REPAIR BY SCAR FORMATION
If repair cannot be accomplished by regeneration alone, it occurs by replacement of the injured cells with:
Repair of permanent tissue: eg cardiac post heart attack
- Tissues are repaired by replacement with connective tissue and scar formation if the injured tissue is not capable of proliferation or if the structural framework is damaged and cannot support regeneration.
- The main components of connective tissue repair are angiogenesis, migration and proliferation of fibroblasts, collagen synthesis, and connective tissue remodeling.

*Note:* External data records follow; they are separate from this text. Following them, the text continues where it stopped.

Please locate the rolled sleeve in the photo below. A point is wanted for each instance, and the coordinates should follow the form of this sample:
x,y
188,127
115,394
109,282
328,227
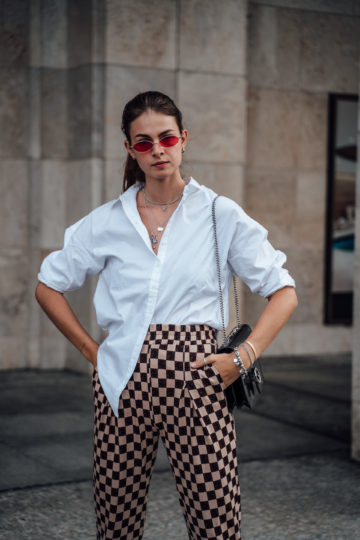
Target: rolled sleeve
x,y
253,258
68,269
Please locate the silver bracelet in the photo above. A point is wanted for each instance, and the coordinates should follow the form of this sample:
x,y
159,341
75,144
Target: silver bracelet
x,y
238,361
244,346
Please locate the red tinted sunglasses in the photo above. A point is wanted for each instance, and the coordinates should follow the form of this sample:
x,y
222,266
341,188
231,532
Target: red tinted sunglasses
x,y
166,142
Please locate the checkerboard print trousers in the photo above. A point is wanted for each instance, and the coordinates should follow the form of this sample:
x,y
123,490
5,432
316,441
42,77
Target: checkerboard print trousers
x,y
187,408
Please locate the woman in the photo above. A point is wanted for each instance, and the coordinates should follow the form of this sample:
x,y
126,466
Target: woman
x,y
157,297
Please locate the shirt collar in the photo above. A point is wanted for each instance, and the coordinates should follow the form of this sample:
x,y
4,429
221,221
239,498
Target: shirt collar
x,y
191,185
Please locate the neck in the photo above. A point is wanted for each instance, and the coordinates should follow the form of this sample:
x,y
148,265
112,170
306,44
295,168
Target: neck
x,y
164,189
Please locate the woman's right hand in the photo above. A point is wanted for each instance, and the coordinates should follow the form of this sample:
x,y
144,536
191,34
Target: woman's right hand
x,y
91,352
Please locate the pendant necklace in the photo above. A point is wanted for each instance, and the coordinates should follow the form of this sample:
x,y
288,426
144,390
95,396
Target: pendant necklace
x,y
163,205
159,228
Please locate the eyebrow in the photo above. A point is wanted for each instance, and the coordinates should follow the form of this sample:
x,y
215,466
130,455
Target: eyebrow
x,y
145,136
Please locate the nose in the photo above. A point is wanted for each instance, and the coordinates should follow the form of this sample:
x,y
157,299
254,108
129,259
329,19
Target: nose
x,y
157,148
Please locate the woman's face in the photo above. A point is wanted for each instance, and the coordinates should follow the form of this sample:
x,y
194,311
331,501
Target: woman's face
x,y
158,162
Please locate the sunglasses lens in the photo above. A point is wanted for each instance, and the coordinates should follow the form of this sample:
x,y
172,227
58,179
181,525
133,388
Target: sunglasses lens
x,y
142,146
169,141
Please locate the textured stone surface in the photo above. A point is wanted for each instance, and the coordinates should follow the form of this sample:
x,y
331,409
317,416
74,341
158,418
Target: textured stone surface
x,y
84,188
273,129
114,172
306,264
141,33
13,203
320,70
53,27
213,108
14,115
13,293
54,113
53,188
356,317
79,32
271,199
312,146
122,84
274,47
14,46
213,38
34,145
224,179
79,124
328,6
310,209
286,130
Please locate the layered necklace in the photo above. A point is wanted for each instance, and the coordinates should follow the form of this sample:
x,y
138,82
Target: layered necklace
x,y
159,228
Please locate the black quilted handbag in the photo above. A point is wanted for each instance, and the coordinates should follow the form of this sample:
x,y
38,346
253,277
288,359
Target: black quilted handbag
x,y
246,390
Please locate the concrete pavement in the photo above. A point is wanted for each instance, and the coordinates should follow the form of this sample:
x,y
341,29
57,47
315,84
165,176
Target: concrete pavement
x,y
296,475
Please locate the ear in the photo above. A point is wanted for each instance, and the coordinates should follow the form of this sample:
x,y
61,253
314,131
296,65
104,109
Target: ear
x,y
184,138
127,146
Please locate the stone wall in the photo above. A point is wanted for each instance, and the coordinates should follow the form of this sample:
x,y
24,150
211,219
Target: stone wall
x,y
355,398
251,79
67,69
296,55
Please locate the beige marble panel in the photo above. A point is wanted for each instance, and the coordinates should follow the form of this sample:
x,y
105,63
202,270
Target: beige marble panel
x,y
14,112
13,353
53,351
53,181
141,33
98,31
54,128
53,28
213,108
13,203
327,6
330,52
35,33
14,267
79,110
213,36
286,130
312,144
309,226
274,129
224,179
114,172
306,265
14,49
274,53
270,198
122,84
34,143
84,188
79,32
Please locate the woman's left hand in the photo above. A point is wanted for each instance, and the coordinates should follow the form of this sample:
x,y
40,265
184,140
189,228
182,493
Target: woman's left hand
x,y
224,363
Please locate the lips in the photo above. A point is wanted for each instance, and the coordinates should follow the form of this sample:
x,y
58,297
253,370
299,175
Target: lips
x,y
160,163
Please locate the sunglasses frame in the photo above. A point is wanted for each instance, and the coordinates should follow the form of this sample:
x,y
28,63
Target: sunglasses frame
x,y
159,141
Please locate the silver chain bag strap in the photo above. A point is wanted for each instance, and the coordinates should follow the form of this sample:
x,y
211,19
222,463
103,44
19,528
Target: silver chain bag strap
x,y
247,388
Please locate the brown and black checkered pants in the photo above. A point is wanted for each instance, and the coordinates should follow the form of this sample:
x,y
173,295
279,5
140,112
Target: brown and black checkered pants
x,y
187,408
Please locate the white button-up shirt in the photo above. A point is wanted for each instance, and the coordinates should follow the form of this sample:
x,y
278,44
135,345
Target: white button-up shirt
x,y
179,285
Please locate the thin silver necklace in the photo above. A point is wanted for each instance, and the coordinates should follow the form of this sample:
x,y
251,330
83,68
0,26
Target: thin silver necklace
x,y
163,205
159,228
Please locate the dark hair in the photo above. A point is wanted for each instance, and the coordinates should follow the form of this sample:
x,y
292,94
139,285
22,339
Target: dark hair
x,y
157,102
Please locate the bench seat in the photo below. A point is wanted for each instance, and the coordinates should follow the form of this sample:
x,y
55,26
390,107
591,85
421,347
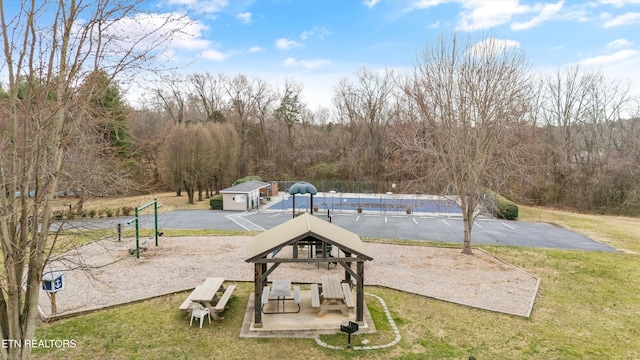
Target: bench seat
x,y
220,306
186,303
348,299
315,296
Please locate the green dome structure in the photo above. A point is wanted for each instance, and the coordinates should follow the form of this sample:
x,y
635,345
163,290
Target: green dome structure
x,y
302,188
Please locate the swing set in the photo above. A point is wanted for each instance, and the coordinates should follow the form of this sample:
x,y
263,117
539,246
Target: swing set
x,y
135,219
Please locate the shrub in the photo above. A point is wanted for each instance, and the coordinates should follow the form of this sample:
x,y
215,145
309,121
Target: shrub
x,y
507,209
215,202
500,206
247,179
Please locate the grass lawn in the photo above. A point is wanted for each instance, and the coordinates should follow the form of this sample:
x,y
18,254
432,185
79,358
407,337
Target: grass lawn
x,y
587,308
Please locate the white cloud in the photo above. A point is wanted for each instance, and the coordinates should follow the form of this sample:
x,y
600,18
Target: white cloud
x,y
625,19
150,32
609,59
244,17
619,43
318,31
207,6
424,4
546,11
286,44
307,64
371,3
486,46
619,3
214,55
480,14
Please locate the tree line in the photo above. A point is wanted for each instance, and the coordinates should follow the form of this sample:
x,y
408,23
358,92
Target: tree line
x,y
573,139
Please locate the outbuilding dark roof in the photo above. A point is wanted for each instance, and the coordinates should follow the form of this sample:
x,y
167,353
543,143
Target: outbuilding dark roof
x,y
247,187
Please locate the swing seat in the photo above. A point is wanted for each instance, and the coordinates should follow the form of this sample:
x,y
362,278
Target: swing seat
x,y
133,251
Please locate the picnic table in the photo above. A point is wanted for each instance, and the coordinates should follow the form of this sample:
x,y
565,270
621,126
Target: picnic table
x,y
281,289
336,296
206,294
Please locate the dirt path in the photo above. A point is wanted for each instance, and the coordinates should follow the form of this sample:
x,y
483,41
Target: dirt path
x,y
181,263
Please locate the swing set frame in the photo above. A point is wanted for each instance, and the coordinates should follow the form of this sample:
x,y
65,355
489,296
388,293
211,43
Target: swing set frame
x,y
135,219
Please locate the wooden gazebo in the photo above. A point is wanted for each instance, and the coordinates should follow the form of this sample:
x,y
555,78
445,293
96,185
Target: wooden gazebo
x,y
308,230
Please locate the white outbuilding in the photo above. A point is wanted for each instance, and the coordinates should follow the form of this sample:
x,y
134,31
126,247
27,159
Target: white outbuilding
x,y
245,196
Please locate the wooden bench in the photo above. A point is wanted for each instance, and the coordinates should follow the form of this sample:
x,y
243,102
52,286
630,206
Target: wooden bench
x,y
315,296
187,302
348,299
296,295
220,306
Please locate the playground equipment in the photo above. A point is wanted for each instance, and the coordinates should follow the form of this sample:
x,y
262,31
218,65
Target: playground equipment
x,y
155,227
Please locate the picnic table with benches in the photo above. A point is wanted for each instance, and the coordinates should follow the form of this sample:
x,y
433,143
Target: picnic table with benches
x,y
336,296
281,290
207,295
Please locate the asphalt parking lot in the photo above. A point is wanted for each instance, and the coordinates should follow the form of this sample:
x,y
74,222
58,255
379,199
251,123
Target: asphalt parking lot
x,y
394,226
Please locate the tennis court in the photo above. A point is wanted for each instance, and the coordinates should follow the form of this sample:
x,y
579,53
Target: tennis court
x,y
370,203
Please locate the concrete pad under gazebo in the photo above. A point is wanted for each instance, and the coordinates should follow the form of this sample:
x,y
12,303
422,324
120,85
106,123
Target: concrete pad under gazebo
x,y
307,230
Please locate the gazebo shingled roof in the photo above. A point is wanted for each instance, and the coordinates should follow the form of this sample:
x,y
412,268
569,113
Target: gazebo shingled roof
x,y
301,227
307,228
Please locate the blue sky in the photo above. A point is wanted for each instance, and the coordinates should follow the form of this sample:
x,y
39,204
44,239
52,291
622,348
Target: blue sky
x,y
317,43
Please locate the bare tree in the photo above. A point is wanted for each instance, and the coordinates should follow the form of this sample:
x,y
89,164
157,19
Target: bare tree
x,y
367,107
469,97
47,56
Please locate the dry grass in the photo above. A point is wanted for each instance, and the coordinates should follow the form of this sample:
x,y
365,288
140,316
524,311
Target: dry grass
x,y
618,231
169,202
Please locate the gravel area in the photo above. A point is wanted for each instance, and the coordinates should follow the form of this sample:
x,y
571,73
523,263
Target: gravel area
x,y
103,274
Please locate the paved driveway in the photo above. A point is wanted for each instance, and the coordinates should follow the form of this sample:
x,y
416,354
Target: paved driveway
x,y
411,227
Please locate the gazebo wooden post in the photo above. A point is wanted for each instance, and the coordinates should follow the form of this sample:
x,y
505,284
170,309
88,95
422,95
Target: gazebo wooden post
x,y
360,293
257,302
294,206
347,275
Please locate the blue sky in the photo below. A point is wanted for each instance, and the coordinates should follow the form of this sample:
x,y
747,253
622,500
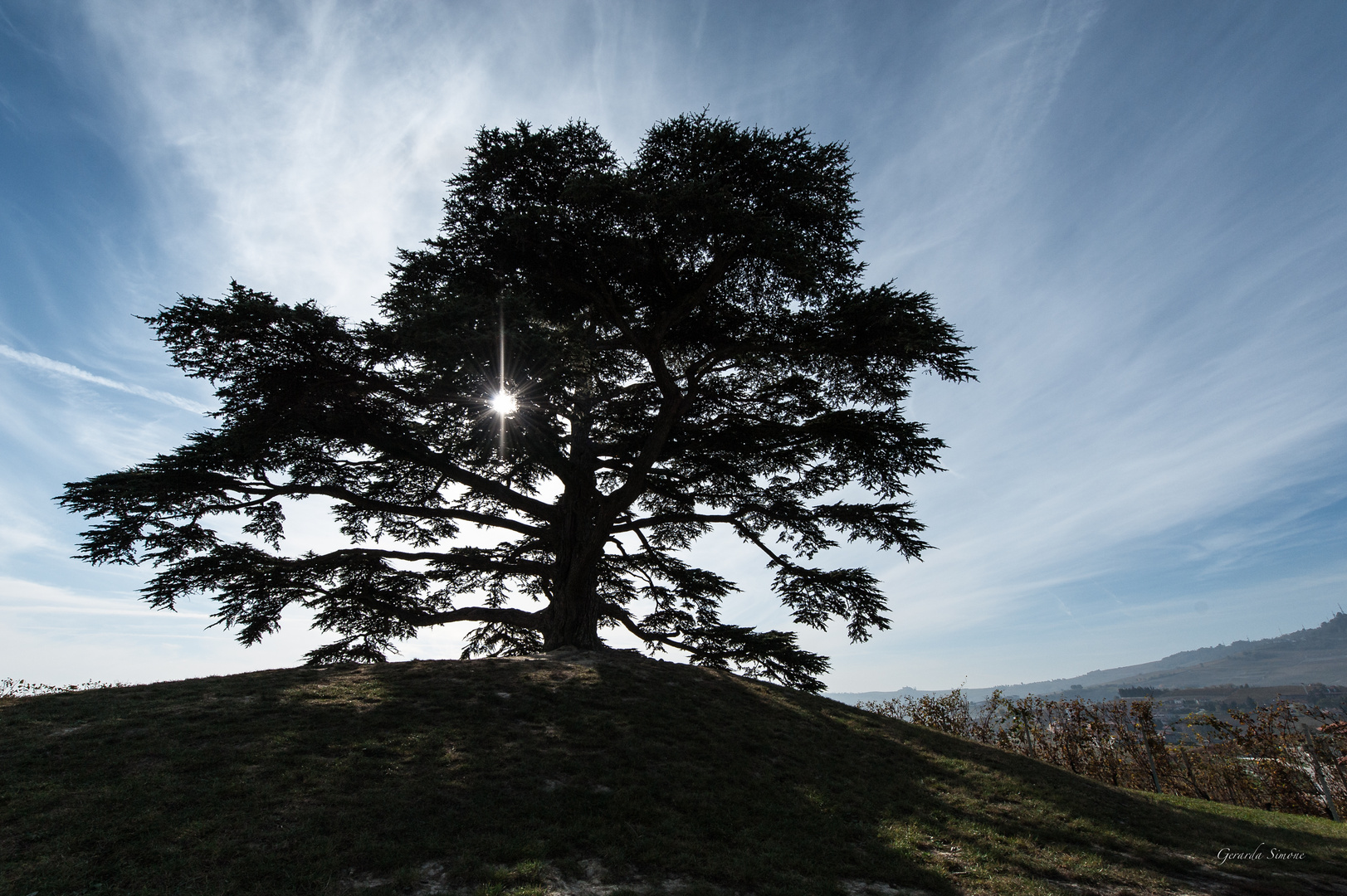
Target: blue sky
x,y
1137,213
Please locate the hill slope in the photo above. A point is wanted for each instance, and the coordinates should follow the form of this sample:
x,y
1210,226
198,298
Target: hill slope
x,y
538,775
1308,655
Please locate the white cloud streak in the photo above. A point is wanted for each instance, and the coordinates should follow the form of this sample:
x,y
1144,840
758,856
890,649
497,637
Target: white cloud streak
x,y
71,371
1154,354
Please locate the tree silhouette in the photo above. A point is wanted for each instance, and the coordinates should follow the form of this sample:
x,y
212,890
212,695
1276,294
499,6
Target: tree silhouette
x,y
594,364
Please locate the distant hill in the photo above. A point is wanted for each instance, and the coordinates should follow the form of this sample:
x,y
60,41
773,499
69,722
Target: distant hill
x,y
1310,655
578,775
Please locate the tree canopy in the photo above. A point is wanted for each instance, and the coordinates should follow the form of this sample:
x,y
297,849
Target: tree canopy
x,y
590,367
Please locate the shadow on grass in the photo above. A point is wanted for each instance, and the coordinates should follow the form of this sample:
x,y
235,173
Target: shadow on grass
x,y
305,781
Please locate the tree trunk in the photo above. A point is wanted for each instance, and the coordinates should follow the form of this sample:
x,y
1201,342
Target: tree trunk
x,y
571,617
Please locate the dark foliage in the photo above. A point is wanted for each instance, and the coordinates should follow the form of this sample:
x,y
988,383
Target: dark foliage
x,y
687,343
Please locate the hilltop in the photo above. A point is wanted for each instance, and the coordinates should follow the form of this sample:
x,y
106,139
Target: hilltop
x,y
577,774
1310,655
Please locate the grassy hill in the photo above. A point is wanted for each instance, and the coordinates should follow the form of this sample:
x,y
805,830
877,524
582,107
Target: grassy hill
x,y
582,774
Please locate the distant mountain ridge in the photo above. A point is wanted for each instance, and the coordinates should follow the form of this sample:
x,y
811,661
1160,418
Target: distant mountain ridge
x,y
1308,655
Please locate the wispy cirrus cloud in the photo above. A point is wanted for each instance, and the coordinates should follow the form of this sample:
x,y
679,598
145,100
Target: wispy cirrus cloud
x,y
61,368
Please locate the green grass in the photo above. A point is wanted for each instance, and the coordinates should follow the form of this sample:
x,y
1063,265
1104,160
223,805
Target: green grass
x,y
503,777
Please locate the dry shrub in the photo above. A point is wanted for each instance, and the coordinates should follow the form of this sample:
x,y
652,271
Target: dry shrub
x,y
1260,757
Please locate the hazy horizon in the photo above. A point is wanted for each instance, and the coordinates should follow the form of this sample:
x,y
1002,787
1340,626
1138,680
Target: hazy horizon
x,y
1133,211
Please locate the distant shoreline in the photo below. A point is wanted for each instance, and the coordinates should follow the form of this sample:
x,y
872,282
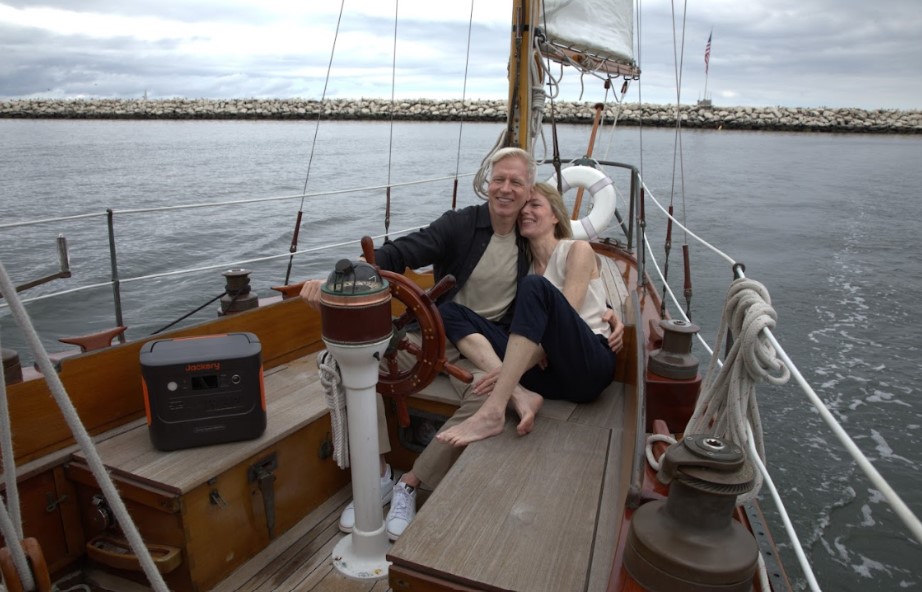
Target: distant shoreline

- Repair by connective tissue starts with the formation of granulation tissue and culminates in the laying down of fibrous tissue.
- Multiple growth factors stimulate the proliferation of the cell types involved in repair.
- TGF-β is a potent fibrogenic agent; ECM deposition depends on the balance between fibrogenic agents, metalloproteinases (MMPs) that digest ECM, and TIMPs.
Healing of Fractures
The reaction to a fracture begins with an organizing hematoma. Within 2 weeks, the two ends of the bone are bridged by a fibrin meshwork in which osteoclasts, osteoblasts, and chondrocytes differentiate from precursors. These cells produce cartilage and bone matrix, which, with adequate immobilization, remodels into normal lamellar bone.